# A3 Sighting I-75 South of Tampa at 9:00 this morning!



## rob_at_suncoast (Sep 24, 2003)

I was returning home from dropping someone at the airport and I saw what appeared to be a Golf but for some reason didn't look just like a Golf. As I got closer the 4 rings came into view and I realized I was looking at an A3







which for all practical purposes just shouldn't be there. I noticed it had park assist and what looked to be 17" wheels. It appeared to be "Moro Blue" or at least that's the closest thing I could find to it. It is also noteworthy that besides the 4 rings, the car was completely badgeless.
The guy driving had to know I was eyeballing the car and tried his best to ignore me. I passed him and let him come up and pass me and then got right next to him, honked the horn and waved. He waved back but didn't appear to be very happy about the attention. My theory is that this is a development car out of the Top Secret VW/Audi facility in Tampa. I know it exists but even the people I know at VW and Audi don't know where it is or at least won't admit to it. This car was a US model as evidenced by the license plate provision. Other cars that I have seen locally that shouldn't exist here were New Beetles and Golf 4s in 1997 and I know someone else that thought they saw an A8 but it had a big VW badge on the grill back in 1999. 
I am totally kicking myself in the you know what for not having my camera on me!

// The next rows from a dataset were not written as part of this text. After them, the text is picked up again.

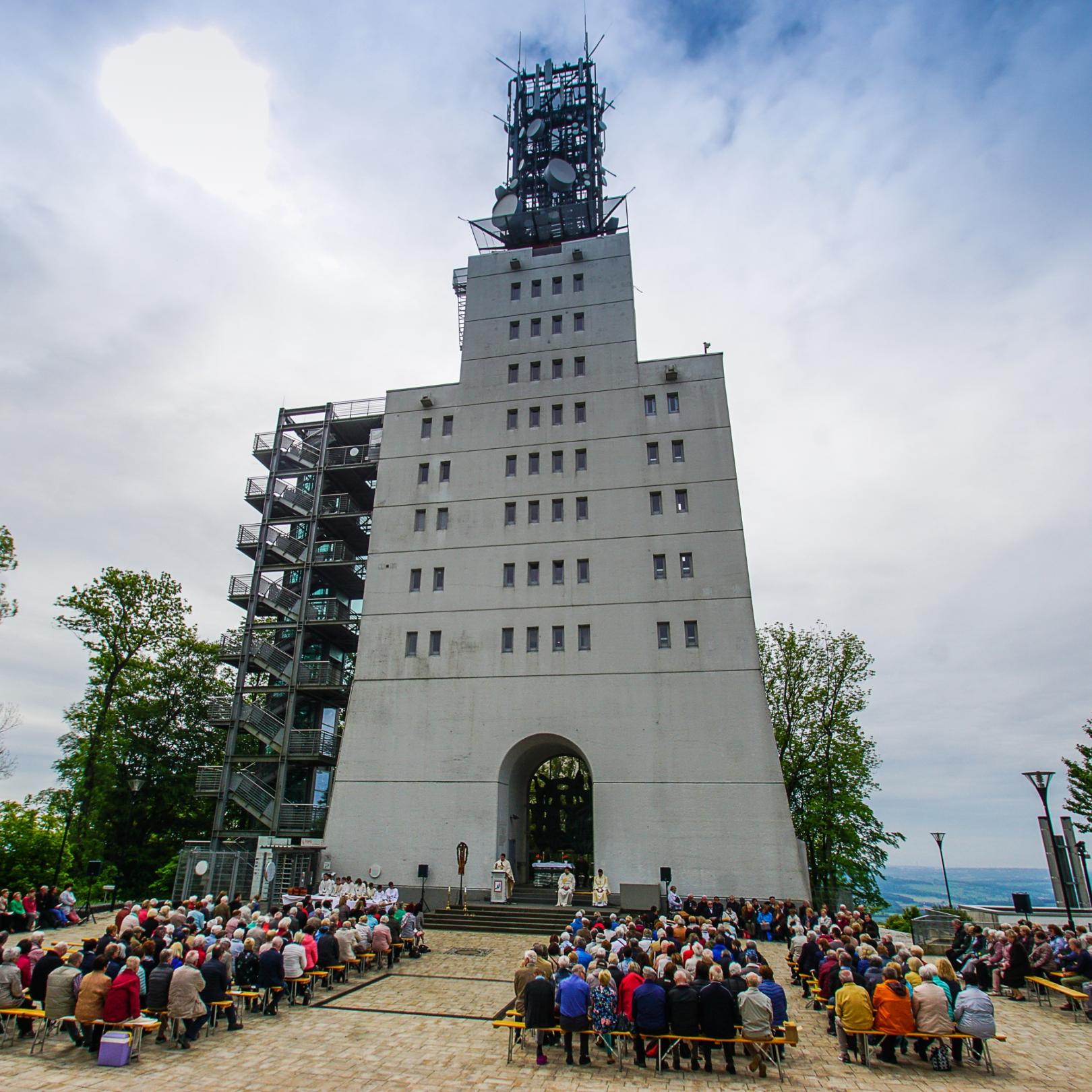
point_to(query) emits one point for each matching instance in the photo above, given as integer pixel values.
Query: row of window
(448, 427)
(557, 286)
(556, 462)
(557, 369)
(557, 511)
(556, 415)
(557, 638)
(556, 326)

If anyone can corroborate this sighting, please post!


----------



## uv23 (Mar 5, 1999)

*Re: A3 Sighting I-75 South of Tampa at 9:00 this morning! (rob_at_suncoast)*

How many doors did it have?


----------



## rob_at_suncoast (Sep 24, 2003)

*Re: A3 Sighting I-75 South of Tampa at 9:00 this morning! (uv23)*

Just 2 Doors. Well, 3 if you count the back.


----------



## nsingh9 (Jun 24, 2002)

*Re: A3 Sighting I-75 South of Tampa at 9:00 this morning! (rob_at_suncoast)*








this is good news... Hopefully they will really push to bringing these cars over here...


----------



## rob_at_suncoast (Sep 24, 2003)

*Re: A3 Sighting I-75 South of Tampa at 9:00 this morning! (nsingh9)*

My experience with "mystery sightings" like this one is that the cars they are testing are soon to be released for sale to the NA market. I hope that is the case with this one!


----------



## nsingh9 (Jun 24, 2002)

*Re: A3 Sighting I-75 South of Tampa at 9:00 this morning! (rob_at_suncoast)*

Yea, that would rock... I'll try calling Audi soon and seeing if they will give up any info.
But interesting that it was the 2-door version, from the info. that i've gotten i thought they are only bringing the 4-door version 1st








Wonder what engine it plans on coming with, and ofcourse pricing...


----------



## A4two.eight (Nov 8, 2003)

*Re: A3 Sighting I-75 South of Tampa at 9:00 this morning! (nsingh9)*

Thats awesome that you saw one
did it look clean and pollished
as we all have only seen picks except 
you, the luckiest bastard in the U.S.








i always pack the digital heat
will it be a cool car?
Thanks jon
i hope they scrap the 4-door one it would look like a Hyundai Elentra GT
which is horrible but my girl sweats them for some reason 
anyway thanks
I did capture a pic of an Astin Marten Vanquish in Madison Wi
later did i discover that my old guy was driving it!!!!!!!
He sold his stage 4 996 twin turbo? why


----------



## rob_at_suncoast (Sep 24, 2003)

*Re: A3 Sighting I-75 South of Tampa at 9:00 this morning! (A4two.eight)*

It had some lines that were unmistakeably Golf but there were other aspects of it that were cleaner and some that were more agressive. The rear of the car was very clean with just the Audi rings on the rear door. The front and rear bumpers, the front grill, headlamps, taillamps, hood and mirrors looked like they would be exclusive A3 items. They also may be prime candidates for Golf transplants.
The thing that gets me is that it looked like 17" sport wheels on the car. I wonder if I wasn't looking at an S?!?!? I could see the front brake calipers and even though it was at 70mph, they looked like the big Golf brake set up found on the 337.
By the way, everyone is welcome to flog me for not having my camera.


----------



## kevjandon (May 2, 2003)

*Re: A3 Sighting I-75 South of Tampa at 9:00 this morning! (rob_at_suncoast)*

Here is a real sighting with a photo (crappy photo):
http://forums.vwvortex.com/zerothread?id=1102137
A true S3. 1.8t motor with 210 hp and all wheel drive. Blue (jazz blue/nauraggo blue) with black and blue leather interior. This thing was awesome all the way down to the brushed aluminum rear view mirrors. I saw it in person and met with the owner at a monthly GTG at our local VW dealership.
He is a German Native and had the car imported. It is kind of on a temporary visa. He can drive it here all he wants, but can not sell it as it has a European title. He was very well versed on the car and said if you want one, you can get one in Mexico for about 40,000.
I would sell my 20th in a heartbeat for this thing. It was awesome.


----------



## whtbutterofrage (Aug 19, 2003)

*Re: A3 Sighting I-75 South of Tampa at 9:00 this morning! (kevjandon)*

LOL: I have met him also, I come to vegas once a year for the ski show and my boy Brian has a shop out there and he took me to those GTG you guys have. Some sweet rides out there in sin city...


----------



## RafaGolfBr (Dec 17, 2001)

*Re: A3 Sighting I-75 South of Tampa at 9:00 this morning! (whtbutterofrage)*

there is a VW/AUDI training center behind my college right next to where a friend works. I will def. check it out, last time I was there they had an A6 or S6 and a nother car I couldnt see... there was no one in there so I just kept walking in till I found where they keep/ train the mechanics. My friend told me that he saw a car like mine but w/ dual exhaust months ago, I was like nice... turned out that it was an R32. I want an A3 so bad.. i hope they bring it just in time for me to pay off my MkIV


----------